De acordo com a coluna, Moraes teria procurado Galípolo ao menos quatro vezes — três contatos telefônicos e um encontro presencial — com o objetivo de interceder em favor do banco, que enfrenta sérios problemas financeiros e é alvo de investigações que resultaram na prisão de Vorcaro, em novembro, por suspeita de envolvimento em uma fraude bilionária. O empresário foi solto dias depois, mediante o uso de tornozeleira eletrônica.
Ainda segundo a publicação, durante as conversas o ministro teria defendido o Banco Master e demonstrado apreço pessoal por Vorcaro. Moraes também teria solicitado que o Banco Central desse apoio a uma operação envolvendo o BRB (Banco de Brasília), que adquiriu produtos de investimento considerados irregulares do Banco Master, apontado como o centro do esquema investigado.

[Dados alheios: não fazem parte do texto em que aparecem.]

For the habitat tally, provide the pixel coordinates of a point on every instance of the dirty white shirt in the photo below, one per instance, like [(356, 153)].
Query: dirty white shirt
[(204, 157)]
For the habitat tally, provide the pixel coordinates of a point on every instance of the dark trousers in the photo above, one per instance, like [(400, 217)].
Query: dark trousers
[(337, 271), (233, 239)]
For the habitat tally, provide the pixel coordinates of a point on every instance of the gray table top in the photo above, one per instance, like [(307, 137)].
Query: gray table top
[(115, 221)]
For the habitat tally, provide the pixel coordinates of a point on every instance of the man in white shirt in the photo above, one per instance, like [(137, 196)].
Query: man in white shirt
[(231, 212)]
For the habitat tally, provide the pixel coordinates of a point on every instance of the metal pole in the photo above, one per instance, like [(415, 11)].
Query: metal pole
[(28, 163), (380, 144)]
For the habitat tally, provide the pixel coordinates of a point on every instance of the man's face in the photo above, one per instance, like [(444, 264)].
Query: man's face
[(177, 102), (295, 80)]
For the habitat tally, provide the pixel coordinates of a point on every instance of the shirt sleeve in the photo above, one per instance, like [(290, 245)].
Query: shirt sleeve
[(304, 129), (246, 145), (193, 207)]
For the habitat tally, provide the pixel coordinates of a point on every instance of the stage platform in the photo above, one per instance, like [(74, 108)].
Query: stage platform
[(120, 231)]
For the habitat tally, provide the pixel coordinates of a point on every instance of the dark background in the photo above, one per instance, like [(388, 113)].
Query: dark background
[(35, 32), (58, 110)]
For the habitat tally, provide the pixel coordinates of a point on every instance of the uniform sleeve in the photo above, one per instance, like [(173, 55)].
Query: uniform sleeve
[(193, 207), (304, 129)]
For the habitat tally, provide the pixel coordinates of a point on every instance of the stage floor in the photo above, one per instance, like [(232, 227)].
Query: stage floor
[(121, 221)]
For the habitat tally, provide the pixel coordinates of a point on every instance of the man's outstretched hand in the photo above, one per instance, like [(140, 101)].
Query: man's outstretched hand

A reportagem menciona ainda que o escritório de advocacia da esposa do ministro, Viviane Barci, manteve contratos com o Banco Master. O acordo previa pagamentos mensais de R$ 3,6 milhões por um período de três anos, totalizando cerca de R$ 129 milhões. Esse vínculo profissional é citado como parte do contexto analisado pelas fontes ouvidas pelo jornal.
Conforme relatado, Galípolo teria informado Moraes sobre a gravidade das fraudes detectadas na instituição financeira. Após tomar conhecimento dos detalhes, o ministro teria reconhecido que não havia viabilidade para a concretização do negócio envolvendo o Banco Master e o BRB.
Procurada, a assessoria do Supremo Tribunal Federal informou não ter dados sobre o episódio. O Banco Central também não se manifestou até o momento, assim como o escritório de advocacia citado na reportagem.
O caso envolve uma investigação que apura uma suposta fraude de aproximadamente R$ 12 bilhões. Daniel Vorcaro foi preso no dia 18 de novembro, no âmbito da Operação Compliance Zero, e deixou a prisão no dia 29 do mesmo mês. As apurações indicam que o Banco Master teria criado carteiras de crédito de forma artificial e repassado esses ativos ao BRB, inflando a instituição para evitar sua liquidação.
Inicialmente conduzida pela Justiça Federal em Brasília, a investigação foi encaminhada ao Supremo Tribunal Federal por decisão do ministro Dias Toffoli, que atendeu a um pedido da defesa de Vorcaro e determinou que, de forma provisória, os próximos atos do caso fiquem sob responsabilidade do STF.